In order to properly handle requests and the future, we decided to change the whole flow and architecture. We need to support a way to make our codebase non-monolithic so we can quickly add new functionality, protect our system from usages spikes, and serve 100% of our users needs. This requires our system to be event-driven and follow the reactive pattern, which is a strong argument for why we chose Typesafe’s Play as our framework of choice.

In the new system, right after a request hits the load balancer it will now follow this flow:

1
2
3
4
5
6
7
8
9
+-----------------------------------------+
|                Router                   |
+-----------------------------------------+
+-------------++---++---++---++---++---+
| application || a || a || a || a || a |  ...
+-------------++---++---++---++---++---+
+-----------------------------------------+
|               CRUD Layer                |
+-----------------------------------------+

The Router
A very thin layer to route requests to the right application / end point based on the url and the user.
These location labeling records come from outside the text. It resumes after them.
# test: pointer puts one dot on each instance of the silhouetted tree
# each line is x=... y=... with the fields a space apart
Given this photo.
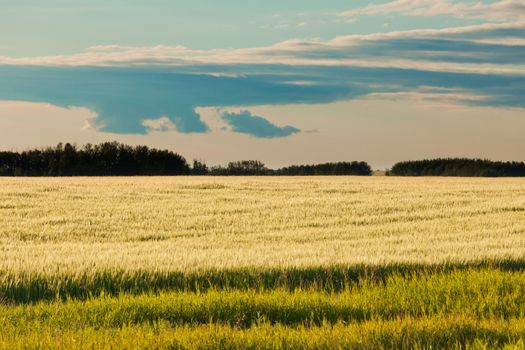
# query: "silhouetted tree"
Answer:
x=458 y=167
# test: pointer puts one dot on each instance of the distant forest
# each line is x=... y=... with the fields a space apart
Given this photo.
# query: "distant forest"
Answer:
x=458 y=167
x=116 y=159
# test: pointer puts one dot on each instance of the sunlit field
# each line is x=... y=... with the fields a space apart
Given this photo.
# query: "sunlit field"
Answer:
x=296 y=262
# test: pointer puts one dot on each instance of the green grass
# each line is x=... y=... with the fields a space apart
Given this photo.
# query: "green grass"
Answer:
x=435 y=333
x=259 y=263
x=481 y=307
x=30 y=288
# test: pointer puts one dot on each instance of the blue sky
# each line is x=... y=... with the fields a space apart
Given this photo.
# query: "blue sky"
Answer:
x=225 y=80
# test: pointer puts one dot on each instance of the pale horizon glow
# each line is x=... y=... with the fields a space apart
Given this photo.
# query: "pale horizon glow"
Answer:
x=379 y=81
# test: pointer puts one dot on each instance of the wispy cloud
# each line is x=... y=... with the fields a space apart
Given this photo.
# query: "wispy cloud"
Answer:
x=503 y=10
x=487 y=48
x=135 y=90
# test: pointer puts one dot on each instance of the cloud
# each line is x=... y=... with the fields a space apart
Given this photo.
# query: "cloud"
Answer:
x=503 y=10
x=138 y=90
x=246 y=123
x=490 y=47
x=161 y=124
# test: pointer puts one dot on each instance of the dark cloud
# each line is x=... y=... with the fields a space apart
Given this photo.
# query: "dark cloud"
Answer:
x=246 y=123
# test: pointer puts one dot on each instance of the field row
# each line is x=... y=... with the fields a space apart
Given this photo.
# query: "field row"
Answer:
x=184 y=224
x=408 y=333
x=472 y=308
x=16 y=288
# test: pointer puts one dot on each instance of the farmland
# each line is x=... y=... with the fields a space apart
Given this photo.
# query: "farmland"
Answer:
x=288 y=262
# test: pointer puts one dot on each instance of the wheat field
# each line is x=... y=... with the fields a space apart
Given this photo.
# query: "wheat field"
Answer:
x=253 y=262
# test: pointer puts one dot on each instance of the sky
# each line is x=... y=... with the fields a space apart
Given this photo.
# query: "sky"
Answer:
x=286 y=83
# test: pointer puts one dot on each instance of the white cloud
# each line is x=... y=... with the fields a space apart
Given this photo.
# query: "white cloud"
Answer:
x=160 y=124
x=340 y=51
x=503 y=10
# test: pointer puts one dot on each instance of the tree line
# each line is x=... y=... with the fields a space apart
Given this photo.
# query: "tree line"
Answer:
x=458 y=167
x=116 y=159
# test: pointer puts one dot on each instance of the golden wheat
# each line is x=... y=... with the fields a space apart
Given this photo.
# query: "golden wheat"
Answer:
x=163 y=224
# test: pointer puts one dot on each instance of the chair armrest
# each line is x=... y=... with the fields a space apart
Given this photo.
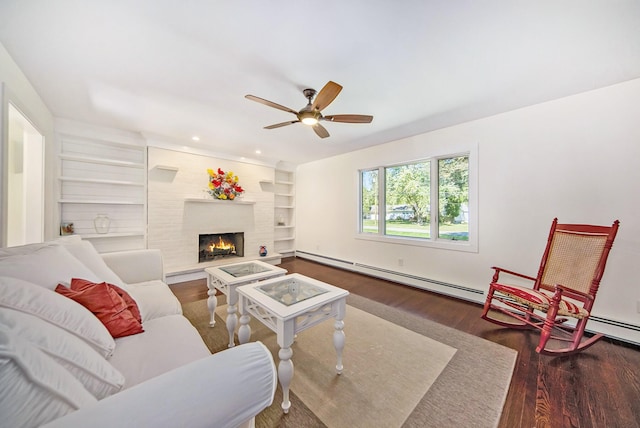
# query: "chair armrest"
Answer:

It is config driven and allows new routes to be easily added

Applications
Business logic lives in these applications to handle specific requests. Most requests depend on data in our data store, so each application will interface directly with the CRUD layer. Right now we have over 170 services in our codebase. Imagine being able add new applications or fix a specific application without having to release a whole monolithic application?

CRUD Layer
An easy-to-use JSON based abstraction on top of the database. It is built to replace the need for anyone to connect directly to our database to run queries. We can ensure the quality and quantity of queries since they all have to go through this layer. The CRUD layer can throttle, prioritize, and direct queries to the right databases as needed.

For retrieving data, the user/application just passes in the object type to query along with any filters, sorts, and limits. The CRUD layer handles generating the query, running it on the correct database, casting values, and generating meta data. The meta data includes a “links” section with data on how to retrieve related objects.

For updating and inserting data, the user/application passes in the JSON representation of the object along with any information about the object that is needed. The CRUD layer performs similar actions as it does for retrieval, but also enforces transactionality and validations. Being transactionally safe and having strong validations are extremely important for our downstream applications and our clients (imagine setting a 1 million $ budget for advertising).

What does this all mean? How do these layers work? Have we gone mad with power? For now we are just giving you the tip of the iceberg. In the subsequent blog posts, we will dive into each layer/application and talk in great detail about what it does and how it actually helps us scale.

This entry was posted in Architecture, Back-end Feature, Development Process, Scaling. Bookmark the permalink.

3 Comments
  • Emily

    Nice explanation – it’s not my area, but I can totally understand you!

  • Sam Bessalah

    Nice to see that you are planning on using the Play Framework. But do you intend to use the Scala or the Java API? And why go on with Play instead of Akka/SParay for example.
    Nice writeup though.

  • Masa

    Is the CRUD layer itself a REST API?

    The “links” section in the metadata is suggestive of a hypermedia (link-driven) API.

    If so, did you choose one among several hypermedia formats like application/hal+json currently gaining popularity?